My dad used to always watch Atlantic Grand Prix Wrestling, and I would snuggle with him and watch it too. I remember many of the names of wrestlers involved: Leo Burke, Stephen Petitpas (hometown favorite), Killer Karl Krupp, The Cuban Assassin. I remember sitting in the car with my mom, waiting for dad outside the grocery store, and Killer Karl Krupp walked by. I hid in the back seat, afraid he’d use his finishing move, The Claw, on me.

Walking down to the laundromat in shorts and moon boots in the middle of summer, spending hours lying flat on the disgusting floor to fish out what seemed like a fortune in the filthiest, stickiest quarters you could imagine from under each machine. Taking the heaps of goopy quarters to the dime store next door, dumping them all on the counter and asking the poor cashier for some candy and as many packs of baseball cards as that could get us. (At 35 cents a pack, it was usually a LOT.)

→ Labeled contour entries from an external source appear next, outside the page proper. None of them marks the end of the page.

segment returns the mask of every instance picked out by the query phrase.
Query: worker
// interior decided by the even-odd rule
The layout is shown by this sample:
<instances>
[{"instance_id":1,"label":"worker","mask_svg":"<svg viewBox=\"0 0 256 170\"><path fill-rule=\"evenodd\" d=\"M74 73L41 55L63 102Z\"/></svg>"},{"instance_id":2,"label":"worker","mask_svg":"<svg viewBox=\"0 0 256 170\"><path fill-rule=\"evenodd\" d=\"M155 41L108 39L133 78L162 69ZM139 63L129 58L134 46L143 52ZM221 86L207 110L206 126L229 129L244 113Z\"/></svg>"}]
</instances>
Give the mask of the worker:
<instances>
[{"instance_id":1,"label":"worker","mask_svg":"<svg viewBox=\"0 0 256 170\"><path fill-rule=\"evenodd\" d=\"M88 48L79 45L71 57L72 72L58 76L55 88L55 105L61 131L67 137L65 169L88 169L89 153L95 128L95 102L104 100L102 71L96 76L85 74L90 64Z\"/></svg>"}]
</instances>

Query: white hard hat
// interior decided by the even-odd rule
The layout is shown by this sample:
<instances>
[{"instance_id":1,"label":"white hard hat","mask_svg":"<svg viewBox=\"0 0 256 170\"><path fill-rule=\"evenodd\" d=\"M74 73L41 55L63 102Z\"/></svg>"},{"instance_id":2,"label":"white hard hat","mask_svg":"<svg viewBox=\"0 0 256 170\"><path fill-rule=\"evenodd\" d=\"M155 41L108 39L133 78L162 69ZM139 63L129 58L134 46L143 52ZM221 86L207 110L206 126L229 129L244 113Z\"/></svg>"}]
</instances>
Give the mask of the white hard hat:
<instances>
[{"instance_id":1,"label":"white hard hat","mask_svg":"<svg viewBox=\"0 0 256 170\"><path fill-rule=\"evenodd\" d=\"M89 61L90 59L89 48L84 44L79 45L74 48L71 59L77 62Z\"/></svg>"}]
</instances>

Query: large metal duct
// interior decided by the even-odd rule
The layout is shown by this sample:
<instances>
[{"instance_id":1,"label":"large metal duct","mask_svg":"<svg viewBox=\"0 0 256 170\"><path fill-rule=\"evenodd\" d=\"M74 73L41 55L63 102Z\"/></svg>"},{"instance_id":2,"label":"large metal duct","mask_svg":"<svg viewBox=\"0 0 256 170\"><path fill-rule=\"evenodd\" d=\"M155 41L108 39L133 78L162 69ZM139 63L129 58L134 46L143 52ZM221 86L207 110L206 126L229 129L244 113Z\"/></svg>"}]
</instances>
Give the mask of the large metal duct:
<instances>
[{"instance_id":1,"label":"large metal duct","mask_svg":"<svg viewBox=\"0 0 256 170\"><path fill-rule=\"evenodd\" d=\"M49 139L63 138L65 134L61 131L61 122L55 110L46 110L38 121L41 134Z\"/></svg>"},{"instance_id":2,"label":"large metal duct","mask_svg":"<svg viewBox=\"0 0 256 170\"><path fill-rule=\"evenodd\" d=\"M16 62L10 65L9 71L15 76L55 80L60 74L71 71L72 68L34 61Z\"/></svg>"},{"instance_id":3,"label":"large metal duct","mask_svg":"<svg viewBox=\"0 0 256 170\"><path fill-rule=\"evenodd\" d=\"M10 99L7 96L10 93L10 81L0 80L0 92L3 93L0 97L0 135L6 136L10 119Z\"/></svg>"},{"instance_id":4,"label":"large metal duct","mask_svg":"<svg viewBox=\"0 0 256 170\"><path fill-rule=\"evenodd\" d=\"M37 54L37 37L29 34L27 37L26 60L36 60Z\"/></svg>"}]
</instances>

Coming up with 1 harebrained idea after another to get money to buy more baseball cards. Our best was going door to door selling rocks from our driveway. Another good one- going door to door in July selling vouchers to shovel their driveways next time it snowed.

Watching Star Trek reruns on UHF. Watching Doctor Who 25 mins or so at a time right after school on PBS before I did my chores and homework. Doctors 3 and 4.

Climbing as high as I could get in any tree I found while biking thru the neighborhood before supper time.